Courts provide absolute immunity from discovery of an attorney's subjective thoughts, such as his or her mental impressions, legal theories, conclusions, and opinions, says Clark.

"Other documents prepared by an attorney for litigation purposes, such as written statements of witnesses, receive only a qualified immunity from discovery," he says. "This may be overcome if a party has a substantial need for the materials and equivalent materials are not available through other means. (See related story, p. 70, on the peer review process.)

Source

For more information on what information is privileged, contact:

  • Michael E. Clark, JD, LLM, Special Counsel, Duane Morris, Houston, TX. Phone: (713) 402-3905. Fax: (713) 583-9182. Email: meclark@duanemorris.com.

Is info discoverable from peer review?

The Health Care Quality Improvement Act and the Patient Safety and Quality Improvement Act provide statutory privileges under limited circumstances involving medical peer review and patient safety review procedures, says Michael E. Clark, JD, LLM, special counsel at Duane Morris in Houston, TX.

"If applicable, these are broadly construed statutory privileges and guarantee virtually absolute immunity from suit," he says.

Congress passed The Health Care Quality Improvement Act of 1986 to make privileged the information that is shared during peer review activities, so long as certain basic due process rights are afforded during the process, notes Clark. "It did so in part because the threat of private money damage liability under federal laws discourages physicians from participating in effective professional peer review," notes Clark.

However, if the peer review process is merely a "sham" that doesn't provide the physician with adequate notice, an opportunity to respond, or fair hearing procedures, then the statutory protections won't apply, he says. "Unfortunately, the process can be abused," says Clark. "For example, a financially motivated specialist physician may be able to get a hospital's staff to review a competitor's competency in treating patients and take advantage of these protections."
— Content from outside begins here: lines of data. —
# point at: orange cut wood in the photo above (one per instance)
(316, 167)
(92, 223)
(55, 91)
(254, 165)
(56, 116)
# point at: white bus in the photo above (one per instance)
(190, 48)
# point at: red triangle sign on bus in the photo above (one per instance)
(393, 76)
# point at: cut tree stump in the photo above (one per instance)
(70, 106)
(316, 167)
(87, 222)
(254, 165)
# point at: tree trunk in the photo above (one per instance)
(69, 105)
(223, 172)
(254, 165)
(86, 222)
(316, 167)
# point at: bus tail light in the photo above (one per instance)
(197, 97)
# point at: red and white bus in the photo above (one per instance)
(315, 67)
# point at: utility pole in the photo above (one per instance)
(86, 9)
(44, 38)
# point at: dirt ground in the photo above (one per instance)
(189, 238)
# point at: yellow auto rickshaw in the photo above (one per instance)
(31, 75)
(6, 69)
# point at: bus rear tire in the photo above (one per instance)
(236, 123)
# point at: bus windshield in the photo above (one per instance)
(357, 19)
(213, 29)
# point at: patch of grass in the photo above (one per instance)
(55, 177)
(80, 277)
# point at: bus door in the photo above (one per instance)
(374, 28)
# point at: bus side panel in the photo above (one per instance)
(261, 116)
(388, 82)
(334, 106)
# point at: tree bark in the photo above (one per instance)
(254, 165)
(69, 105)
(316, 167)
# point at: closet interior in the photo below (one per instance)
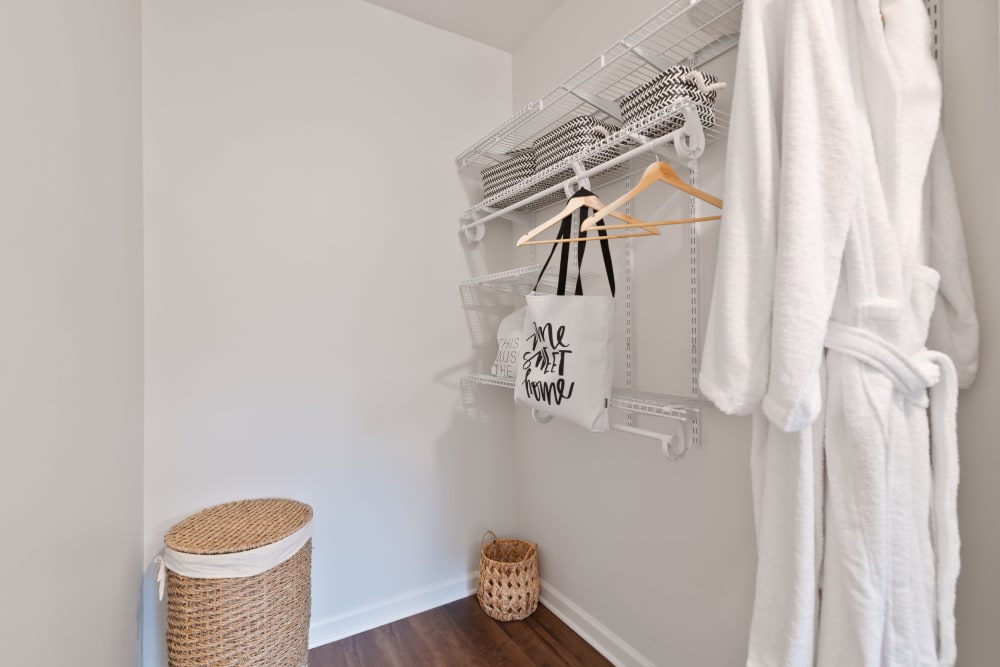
(639, 139)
Congress enacted The Patient Safety and Quality Improvement Act of 2005 for similar reasons, Clark adds. "The goal is to encourage voluntary, confidential reporting of events that adversely affect patients," he says.

The legislation creates Patient Safety Organizations (PSOs) that collect, aggregate, and analyze confidential information provided by healthcare providers so that patient safety risks and hazards can be addressed. "If its provisions are satisfied, then there is a broad protection accorded to those who have shared information," says Clark.